The moment the two of them started spending time together, my kiddo’s personality started to change. She stopped hanging out with her healthier friends, she became more hostile to everyone around her, she got in trouble more often at school and home, and she showed less remorse for her actions.
Do I think it’s because this other girl is a terrible influence? Not really. I think my kid has influenced her just as much as the other way around.
The real problem is that trauma is attracted to trauma. Chaos finds solace in chaos.
And for these two girls in particular, they shared a sort of trauma bond by having spent time together during some of the most unstable years of their lives. Now, every time they’re around each other, they go back to the mindset they used to have together. They go back to communicating in the only way they know how to with each other.
They’re no longer healthy preteens who are heading out to recess with their friends. They’re suddenly back to being seven-year-old kids who are heading outside to roam the neighborhood while their parents do drugs or drink alcohol. Without meaning to, they seclude themselves from other kids and feed off of each other’s unhealthiness.
When my daughter is around healthy kids from healthy homes, she doesn’t sit around and gossip about everyone else because healthy kids don’t feel good about gossiping. If my kid starts the gossip train, the other kids will probably shut it down. If they do give in to it, it either won’t be as intense or won’t last as long.
However, when my girl is hanging out with her friend from trauma, neither of them mind the gossiping. In fact, every judgmental word out of their mouths seems to add fuel to their joint fire.
“My mom is such a bitch.” “Yeah, she is.”
“I hate this fucking school.” “Yeah, me too.”
“That girl is such a slut.” “Hell yeah, she is.”
They spoke with foul language together when they were in first and second grade so they feel comfortable doing it now, too. Other kids their age might feel uncomfortable with such vulgar language, but not these two. They’ve heard it their entire lives.
When my daughter is around healthy kids from healthy homes, she also doesn’t feel like she can talk about what’s going on in her personal life because none of those kids will understand. However, when she’s with her friend from trauma, she can talk openly about how angry she feels with her mom for doing drugs, or how unfair it feels that her foster mom can ground her, or how pissed off she is that her caseworker separated her from her family, or how annoying her foster siblings are.

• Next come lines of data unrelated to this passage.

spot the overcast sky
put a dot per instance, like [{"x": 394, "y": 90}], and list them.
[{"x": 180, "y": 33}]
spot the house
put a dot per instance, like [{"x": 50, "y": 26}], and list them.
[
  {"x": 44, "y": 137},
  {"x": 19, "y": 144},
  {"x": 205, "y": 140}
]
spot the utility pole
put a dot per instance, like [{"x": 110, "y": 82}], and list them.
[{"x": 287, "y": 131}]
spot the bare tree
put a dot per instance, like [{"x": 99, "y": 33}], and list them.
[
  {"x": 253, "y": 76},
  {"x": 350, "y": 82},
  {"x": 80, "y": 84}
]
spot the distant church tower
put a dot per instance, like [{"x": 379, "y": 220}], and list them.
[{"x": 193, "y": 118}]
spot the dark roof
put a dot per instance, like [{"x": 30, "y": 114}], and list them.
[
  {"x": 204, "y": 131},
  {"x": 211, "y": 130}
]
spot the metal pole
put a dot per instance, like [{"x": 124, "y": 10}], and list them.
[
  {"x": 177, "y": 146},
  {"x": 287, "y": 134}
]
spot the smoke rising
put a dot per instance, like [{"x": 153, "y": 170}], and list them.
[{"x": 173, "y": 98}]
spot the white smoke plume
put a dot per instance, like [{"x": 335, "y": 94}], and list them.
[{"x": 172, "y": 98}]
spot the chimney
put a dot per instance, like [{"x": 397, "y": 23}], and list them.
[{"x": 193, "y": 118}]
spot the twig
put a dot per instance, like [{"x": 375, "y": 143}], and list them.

This other girl understands her without judging her.
Is it really so shocking that my daughter would want to be around that person? To be around someone who can empathize with her when she usually feels alone? It’s not shocking at all, actually.
And in the same respect, I think this other girl feels comfort with my daughter. They might be living different lives with different expectations now, but their cores are still the same. They still speak the same language because they were born in the same native communities.
It’s similar to being an English speaker from America who travels abroad to a non-English-speaking country. As the traveler, you feel out of place… like you can’t communicate with anyone around you… like you don’t even look like anyone around you… like you stick out like a sore thumb.
But if you come across another traveler who is from your native country, you’ve suddenly found comfort in someone with shared experiences. You have a commonality in your native communities. The social rules you grew up with are the same so you don’t have to guess at when you’re being offensive to them.
Even if you wouldn’t normally be friends with that person back home, they’re now the most comforting person available to you. They understand you more easily than all of the other people around you, and you know they feel the same.
THAT’S why kids from trauma backgrounds gravitate toward one another. They want to be seen, understood, and comforted by the familiarity of someone who understands their social rules.
The only thing we can do–as people who can’t necessarily empathize with them but love them unconditionally–is to accept that our kids need to feel included and understood. We just need to help them find healthier ways to connect and healthier places to find those connections.